Balkız’ın Fethullahçı Gladyo’ya desteği bundan ibaret değil. Açılımlarından dolayı AKP, yere göğe konulmuyor: “Değil Türkiye’nin, Türklüğün tarihinde ilk defa bir Hükümet çıkıp ’Ey Aleviler sorunlarınız nedir?’ diye soruyor. Bunu önemsemek lazım.” (7 Aralık 2009 Zaman)
İşe bu Ali Balkız’ın gerçek düşüncesidir.
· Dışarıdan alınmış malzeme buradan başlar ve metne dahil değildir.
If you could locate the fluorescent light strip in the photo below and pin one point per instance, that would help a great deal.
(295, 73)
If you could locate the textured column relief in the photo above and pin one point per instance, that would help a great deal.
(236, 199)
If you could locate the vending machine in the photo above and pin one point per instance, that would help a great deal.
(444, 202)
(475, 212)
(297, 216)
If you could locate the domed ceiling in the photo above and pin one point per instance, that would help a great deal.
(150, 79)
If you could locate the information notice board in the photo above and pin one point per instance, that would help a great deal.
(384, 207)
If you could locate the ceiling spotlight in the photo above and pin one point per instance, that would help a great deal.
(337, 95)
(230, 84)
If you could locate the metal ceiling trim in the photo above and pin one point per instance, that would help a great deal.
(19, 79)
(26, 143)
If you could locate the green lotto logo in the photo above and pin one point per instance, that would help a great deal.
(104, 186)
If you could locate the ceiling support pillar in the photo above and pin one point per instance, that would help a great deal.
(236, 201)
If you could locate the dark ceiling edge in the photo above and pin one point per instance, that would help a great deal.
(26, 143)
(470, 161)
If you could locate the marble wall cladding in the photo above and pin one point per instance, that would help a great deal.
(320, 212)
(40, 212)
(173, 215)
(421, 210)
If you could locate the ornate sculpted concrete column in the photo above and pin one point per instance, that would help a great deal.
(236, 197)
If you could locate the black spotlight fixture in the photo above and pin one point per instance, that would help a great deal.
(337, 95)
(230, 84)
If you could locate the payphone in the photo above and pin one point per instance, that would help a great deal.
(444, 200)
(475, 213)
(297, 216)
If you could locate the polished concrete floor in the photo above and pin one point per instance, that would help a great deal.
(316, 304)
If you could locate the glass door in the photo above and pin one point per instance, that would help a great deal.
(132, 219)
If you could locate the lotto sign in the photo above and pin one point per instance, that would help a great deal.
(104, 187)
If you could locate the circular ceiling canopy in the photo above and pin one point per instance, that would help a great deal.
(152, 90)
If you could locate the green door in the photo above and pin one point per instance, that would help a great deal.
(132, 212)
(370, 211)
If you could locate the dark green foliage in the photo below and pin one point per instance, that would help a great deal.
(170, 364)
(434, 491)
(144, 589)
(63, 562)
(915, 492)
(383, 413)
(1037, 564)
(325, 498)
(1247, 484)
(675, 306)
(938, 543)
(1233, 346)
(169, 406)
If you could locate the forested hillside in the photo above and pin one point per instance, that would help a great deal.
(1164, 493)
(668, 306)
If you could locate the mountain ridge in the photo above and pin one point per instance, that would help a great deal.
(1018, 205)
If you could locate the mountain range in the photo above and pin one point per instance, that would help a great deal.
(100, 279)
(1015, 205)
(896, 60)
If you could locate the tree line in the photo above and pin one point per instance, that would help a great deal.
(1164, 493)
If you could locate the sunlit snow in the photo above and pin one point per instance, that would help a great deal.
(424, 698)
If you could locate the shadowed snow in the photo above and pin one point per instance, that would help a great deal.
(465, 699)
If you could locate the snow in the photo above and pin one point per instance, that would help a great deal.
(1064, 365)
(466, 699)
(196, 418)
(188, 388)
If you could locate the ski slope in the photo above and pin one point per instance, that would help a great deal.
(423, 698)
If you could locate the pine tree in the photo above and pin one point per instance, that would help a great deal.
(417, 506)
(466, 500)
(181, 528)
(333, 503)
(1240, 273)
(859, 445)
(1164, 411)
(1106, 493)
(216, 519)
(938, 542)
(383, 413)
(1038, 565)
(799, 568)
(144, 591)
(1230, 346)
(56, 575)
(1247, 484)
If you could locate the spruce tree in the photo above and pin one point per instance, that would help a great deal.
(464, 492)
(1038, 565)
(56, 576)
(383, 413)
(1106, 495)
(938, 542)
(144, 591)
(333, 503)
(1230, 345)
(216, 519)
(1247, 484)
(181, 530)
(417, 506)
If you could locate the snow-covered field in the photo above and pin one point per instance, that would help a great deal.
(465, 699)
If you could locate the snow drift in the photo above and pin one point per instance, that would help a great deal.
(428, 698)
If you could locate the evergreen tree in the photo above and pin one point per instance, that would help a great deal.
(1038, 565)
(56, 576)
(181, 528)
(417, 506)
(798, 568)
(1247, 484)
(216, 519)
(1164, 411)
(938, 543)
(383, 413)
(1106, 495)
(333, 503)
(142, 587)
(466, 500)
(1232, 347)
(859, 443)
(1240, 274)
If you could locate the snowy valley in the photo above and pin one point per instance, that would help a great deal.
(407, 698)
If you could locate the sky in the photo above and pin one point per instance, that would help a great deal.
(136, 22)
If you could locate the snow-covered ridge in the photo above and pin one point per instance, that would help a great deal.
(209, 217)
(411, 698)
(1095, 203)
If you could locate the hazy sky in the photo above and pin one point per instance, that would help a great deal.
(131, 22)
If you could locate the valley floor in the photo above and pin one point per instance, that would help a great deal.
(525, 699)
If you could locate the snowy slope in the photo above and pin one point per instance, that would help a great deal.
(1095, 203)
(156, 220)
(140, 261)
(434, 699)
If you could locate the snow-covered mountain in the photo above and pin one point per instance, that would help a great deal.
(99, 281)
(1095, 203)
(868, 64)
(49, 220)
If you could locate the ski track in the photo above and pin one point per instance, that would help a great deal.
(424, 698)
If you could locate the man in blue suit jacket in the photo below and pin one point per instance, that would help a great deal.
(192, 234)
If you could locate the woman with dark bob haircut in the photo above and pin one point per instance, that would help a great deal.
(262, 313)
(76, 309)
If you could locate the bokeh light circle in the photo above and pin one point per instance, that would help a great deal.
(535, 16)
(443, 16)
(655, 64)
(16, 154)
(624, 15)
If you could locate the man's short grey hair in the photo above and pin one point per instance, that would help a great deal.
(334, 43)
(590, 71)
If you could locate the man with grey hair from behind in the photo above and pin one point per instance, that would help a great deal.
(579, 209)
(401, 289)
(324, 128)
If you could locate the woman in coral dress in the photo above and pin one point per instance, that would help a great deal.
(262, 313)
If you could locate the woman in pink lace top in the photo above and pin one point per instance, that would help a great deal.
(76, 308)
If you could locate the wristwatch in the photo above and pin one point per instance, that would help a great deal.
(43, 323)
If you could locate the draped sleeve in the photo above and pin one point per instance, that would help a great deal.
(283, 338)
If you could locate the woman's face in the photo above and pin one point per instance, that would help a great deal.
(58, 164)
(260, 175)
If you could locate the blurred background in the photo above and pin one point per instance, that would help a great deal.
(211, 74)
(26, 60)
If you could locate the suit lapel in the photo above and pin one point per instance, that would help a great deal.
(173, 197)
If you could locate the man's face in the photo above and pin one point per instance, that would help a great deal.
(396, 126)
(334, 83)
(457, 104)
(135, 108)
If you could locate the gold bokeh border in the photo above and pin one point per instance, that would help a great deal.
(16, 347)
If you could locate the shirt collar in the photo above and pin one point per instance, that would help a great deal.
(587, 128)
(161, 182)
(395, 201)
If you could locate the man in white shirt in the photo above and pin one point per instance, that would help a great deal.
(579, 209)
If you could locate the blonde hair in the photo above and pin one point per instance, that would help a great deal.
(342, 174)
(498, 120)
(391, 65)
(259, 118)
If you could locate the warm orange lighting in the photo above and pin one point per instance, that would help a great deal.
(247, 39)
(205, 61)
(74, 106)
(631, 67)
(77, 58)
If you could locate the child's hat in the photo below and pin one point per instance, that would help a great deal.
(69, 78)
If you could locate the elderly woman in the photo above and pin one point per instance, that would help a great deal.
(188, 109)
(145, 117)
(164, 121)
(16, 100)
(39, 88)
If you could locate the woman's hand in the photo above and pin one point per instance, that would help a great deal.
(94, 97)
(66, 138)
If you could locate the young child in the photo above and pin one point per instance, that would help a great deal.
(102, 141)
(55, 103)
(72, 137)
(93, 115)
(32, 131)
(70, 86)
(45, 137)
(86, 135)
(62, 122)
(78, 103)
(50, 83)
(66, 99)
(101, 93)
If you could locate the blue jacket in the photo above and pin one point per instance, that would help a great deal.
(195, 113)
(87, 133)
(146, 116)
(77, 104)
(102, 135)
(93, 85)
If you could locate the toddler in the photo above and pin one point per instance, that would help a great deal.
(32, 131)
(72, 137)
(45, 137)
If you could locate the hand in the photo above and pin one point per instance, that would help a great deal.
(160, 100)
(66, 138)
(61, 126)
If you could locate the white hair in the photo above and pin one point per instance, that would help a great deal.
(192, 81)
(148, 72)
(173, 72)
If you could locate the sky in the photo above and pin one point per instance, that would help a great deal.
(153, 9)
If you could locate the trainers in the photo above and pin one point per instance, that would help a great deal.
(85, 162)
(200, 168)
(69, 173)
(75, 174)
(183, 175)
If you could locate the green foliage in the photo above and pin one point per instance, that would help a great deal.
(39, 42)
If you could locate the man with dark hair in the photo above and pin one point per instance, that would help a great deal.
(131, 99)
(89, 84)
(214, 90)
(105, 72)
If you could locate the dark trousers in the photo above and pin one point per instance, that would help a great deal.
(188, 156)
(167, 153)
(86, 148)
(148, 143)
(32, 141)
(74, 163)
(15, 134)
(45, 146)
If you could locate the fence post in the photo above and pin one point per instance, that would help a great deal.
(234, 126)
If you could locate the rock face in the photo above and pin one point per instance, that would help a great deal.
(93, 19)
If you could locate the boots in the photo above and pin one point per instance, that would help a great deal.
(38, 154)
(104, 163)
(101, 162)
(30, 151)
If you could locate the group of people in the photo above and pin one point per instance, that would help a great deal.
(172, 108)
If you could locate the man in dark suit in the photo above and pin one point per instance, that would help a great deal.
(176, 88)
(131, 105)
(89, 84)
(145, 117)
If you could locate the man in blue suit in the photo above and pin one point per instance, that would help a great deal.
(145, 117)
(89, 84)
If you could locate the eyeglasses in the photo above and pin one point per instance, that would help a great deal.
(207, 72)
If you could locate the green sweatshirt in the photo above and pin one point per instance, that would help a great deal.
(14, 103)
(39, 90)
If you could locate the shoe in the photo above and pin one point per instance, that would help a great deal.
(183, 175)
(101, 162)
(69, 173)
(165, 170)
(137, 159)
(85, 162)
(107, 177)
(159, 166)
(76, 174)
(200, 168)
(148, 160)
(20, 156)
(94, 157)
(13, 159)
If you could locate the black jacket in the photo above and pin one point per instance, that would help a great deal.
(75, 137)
Alevileri, yüzyılları bulan şeriat zulmünden kurtaran Atatürk birden bire yok olmuş, onun yerine değil ‘Türkiye’nin, Türklüğün tarihinde Alevilerin sorunlarına ilk defa eğilen AKP’ almış.
Bu fikre katılacak Alevi Türkiye’de yoktur.
CUMHURİYET’E KARŞI
Ali Balkız, Cumhuriyet Devrimi’ne karşıdır. O Ortaçağ’ın kurum ve ilişkilerinin devam etmesinden yanadır. Bu iddiamızın kanıtı, Balkız’ın, Cumhuriyet Devrimleri arasında yer alan “Tekke ve Zaviyelerin Kaldırılması Hakkındaki Kanun”a karşı çıkmasıdır. Devrim Sevimay’a verdiği röportajda şöyle demektedir: “Mesela bir 1924 tekke ve Zaviyelerin kapatılması kanunu vardır ki Aleviler bu kanunu pek bilmek istemezler bile… Buraları irdeleyenler baktıkları zaman o gerçeği görmek istemez, anımsamak istemezler.”
Oysa Aleviler, bütün Cumhuriyet Devrimlerini anımsamayı istememek bir yana, en hararetli şekilde desteklemişlerdir. Çünkü o Devrimler sayesinde Ortaçağ karanlığından ve zulmünden kurtulduklarını çok iyi bilmektedirler. Bütün Alevi evlerinde Hazreti Ali’nin yanı sıra Atatürk’ün resminin asılı olması boşuna değildir.
ESAS AMAÇ
Ama elbette Fethulahçıların ve AKP’nin Ali Balkızlara olan sempati ve destekleri sadece bu açıkladığımız nedenlerden dolayı değildir. Hatta esası da bu değildir.
Cumhuriyeti tamamen tasfiye ederek, Ortaçağı, bütün kurum ve ilişkileri ile yeniden hortlatmak isteyenler, bu hedeflerine ulaşmak için deyim yerindeyse Alevileri yem olarak kullanmak istemektedirler.
Fethullah Hoca Cemaatine veya Nurculuğa özgürlük diye ortaya çıkmak yerine laiklik, Cumhuriyet ve Mustafa Kemal gibi değerler bağlı olan Alevilere özgürlük sloganı ile ortaya çıktıkları zaman kendilerine itiraz eden olmayacaktır. Böylece “Tekke ve Zaviyelerin Kaldırılnası Hakkındaki Kanun” ortadan kaldırıldıktan sonra, sıra esas amaca gelecektir. Yani Fethullaçılara, Nurculara, vb. vb. yasallık gündeme gelecektir.
İşte o zaman hoş geldin Ortaçağ! Hoş geldin Şeyhülislam Ebussuud efendi! Hoş geldin Kuyucu Murat Paşa!
Ali Balkızlara böyle bir süreçte düşen biricik rol, Hızır Paşa rolüdür.